Displays:: A matplotlib figure containing a grid of images, each annotated with its respective label.

oracle.custom_datasets.BTS.truncate_BTS_light_curve_by_days_since_trigger(x_ts, x_static, d=None, add_jitter=False, normalize_flux=False)

Truncate the BTS light curve based on the number of days since the first trigger. This function selects observations from the time-series data (x_ts) that occur within a specified number of days (d) from the first detection (trigger). It also optionally adds jitter to the flux measurements and normalizes the flux values.

Parameters:

x_ts (numpy.ndarray) –
Time-dependent features array where each row represents an observation. Expected to contain the following features:
- ’jd’: Julian date of the observation.
- ’magpsf’: magnitude.
- ’sigmapsf’: Uncertainty of the magnitude.
- ’fid’: Filter identifier.
- ’photflag’: Photometric flag (added as an extra column to maintain compatibility with ZTF sims and always assumed to be 1).
x_static (numpy.ndarray) – Corresponding static features array for each observation.
d (float, optional) – Maximum number of days from the trigger within which to keep observations.
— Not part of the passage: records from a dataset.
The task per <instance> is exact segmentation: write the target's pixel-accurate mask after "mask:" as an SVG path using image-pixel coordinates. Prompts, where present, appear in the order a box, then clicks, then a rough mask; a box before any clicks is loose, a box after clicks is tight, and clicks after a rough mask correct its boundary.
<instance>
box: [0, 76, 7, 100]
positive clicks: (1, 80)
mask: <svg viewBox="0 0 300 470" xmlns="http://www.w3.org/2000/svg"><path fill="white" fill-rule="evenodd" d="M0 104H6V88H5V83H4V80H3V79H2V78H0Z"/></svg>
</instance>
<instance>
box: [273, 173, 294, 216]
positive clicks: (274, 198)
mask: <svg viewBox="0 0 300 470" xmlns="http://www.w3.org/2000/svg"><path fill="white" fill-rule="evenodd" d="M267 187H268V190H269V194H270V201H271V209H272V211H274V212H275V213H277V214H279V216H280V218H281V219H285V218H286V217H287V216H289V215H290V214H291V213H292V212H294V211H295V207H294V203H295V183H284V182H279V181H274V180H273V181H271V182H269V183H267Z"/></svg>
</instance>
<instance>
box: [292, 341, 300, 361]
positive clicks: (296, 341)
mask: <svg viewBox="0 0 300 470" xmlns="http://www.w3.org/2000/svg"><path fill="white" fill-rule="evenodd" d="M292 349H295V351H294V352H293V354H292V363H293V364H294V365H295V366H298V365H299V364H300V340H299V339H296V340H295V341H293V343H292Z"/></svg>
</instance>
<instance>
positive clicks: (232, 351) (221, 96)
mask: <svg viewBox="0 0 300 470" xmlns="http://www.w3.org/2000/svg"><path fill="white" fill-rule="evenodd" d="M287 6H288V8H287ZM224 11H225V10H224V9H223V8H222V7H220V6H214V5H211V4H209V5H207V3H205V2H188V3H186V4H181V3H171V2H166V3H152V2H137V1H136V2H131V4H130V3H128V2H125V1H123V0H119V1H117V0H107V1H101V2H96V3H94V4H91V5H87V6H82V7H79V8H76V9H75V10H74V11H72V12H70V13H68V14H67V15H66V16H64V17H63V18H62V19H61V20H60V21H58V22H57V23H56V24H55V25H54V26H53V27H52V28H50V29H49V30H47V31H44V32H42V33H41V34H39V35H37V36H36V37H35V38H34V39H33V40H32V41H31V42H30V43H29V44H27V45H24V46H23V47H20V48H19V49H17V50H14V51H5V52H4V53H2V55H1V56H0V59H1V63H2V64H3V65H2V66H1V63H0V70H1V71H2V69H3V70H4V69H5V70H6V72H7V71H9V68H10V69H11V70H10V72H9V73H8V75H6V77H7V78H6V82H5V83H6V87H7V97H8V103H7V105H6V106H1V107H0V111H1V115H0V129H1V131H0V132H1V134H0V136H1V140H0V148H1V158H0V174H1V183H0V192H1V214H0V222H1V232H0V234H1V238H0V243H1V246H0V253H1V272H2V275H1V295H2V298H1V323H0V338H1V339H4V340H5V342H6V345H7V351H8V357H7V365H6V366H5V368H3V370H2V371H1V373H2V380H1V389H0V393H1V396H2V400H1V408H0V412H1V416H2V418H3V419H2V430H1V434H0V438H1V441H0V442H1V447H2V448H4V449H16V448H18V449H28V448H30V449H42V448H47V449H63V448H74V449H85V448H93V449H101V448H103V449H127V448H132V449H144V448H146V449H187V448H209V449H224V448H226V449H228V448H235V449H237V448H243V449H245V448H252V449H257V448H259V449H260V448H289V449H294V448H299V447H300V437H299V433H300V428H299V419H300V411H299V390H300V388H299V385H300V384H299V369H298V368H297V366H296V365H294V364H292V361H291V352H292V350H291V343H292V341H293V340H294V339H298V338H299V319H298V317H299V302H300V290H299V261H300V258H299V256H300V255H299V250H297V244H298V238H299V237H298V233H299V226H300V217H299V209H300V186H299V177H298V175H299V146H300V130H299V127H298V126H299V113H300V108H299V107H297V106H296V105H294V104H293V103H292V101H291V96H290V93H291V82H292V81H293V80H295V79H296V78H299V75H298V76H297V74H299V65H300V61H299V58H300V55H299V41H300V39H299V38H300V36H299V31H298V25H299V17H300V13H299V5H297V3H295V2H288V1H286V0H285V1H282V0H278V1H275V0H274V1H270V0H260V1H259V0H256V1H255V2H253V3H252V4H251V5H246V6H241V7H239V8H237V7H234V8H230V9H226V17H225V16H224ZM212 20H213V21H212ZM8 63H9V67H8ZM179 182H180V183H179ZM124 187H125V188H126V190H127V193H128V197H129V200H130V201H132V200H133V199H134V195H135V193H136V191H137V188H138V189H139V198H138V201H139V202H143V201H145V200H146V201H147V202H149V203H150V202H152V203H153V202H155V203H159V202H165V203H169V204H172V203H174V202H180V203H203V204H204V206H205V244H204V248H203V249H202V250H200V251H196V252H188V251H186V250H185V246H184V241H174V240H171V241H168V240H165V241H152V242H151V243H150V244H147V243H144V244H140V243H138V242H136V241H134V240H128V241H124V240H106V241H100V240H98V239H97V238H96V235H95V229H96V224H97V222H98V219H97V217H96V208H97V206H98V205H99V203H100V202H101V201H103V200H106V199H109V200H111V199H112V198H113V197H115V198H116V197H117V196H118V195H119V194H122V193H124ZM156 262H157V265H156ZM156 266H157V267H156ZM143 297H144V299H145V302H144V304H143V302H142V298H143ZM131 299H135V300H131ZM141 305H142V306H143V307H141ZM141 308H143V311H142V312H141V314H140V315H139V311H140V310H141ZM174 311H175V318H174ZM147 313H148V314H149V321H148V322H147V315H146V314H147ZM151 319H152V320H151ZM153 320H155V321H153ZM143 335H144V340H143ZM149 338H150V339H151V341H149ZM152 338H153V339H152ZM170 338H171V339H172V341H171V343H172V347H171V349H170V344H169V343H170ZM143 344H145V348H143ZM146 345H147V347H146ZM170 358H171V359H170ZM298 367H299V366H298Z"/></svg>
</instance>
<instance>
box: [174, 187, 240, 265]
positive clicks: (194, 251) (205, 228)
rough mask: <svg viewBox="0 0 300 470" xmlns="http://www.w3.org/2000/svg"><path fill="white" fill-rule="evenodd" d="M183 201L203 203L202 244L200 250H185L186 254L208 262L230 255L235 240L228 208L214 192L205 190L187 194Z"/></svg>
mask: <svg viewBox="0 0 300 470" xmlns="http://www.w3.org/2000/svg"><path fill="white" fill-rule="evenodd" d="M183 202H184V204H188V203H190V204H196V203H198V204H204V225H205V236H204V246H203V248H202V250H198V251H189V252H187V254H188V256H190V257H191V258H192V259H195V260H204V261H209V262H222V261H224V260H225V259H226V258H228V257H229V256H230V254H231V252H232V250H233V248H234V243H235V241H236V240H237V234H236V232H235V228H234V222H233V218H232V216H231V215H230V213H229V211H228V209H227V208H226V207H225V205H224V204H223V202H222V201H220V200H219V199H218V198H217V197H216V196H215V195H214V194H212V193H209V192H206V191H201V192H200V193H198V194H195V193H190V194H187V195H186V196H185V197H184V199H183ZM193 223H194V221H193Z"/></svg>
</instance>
If None, a random threshold is generated using 2^(uniform(0, 11)).
add_jitter (bool, optional) – If True, adds Gaussian noise to the flux by using flux error as 1 sigma values.
normalize_flux (bool, optional) – If True, normalizes the flux (‘magpsf’) using its mean and standard deviation.

Returns:

A tuple containing:

x_ts (numpy.ndarray): The truncated time-dependent features array.
x_static (numpy.ndarray): The static features array.

Return type:

tuple

Note

The function assumes that the dataset does not contain any non-detections.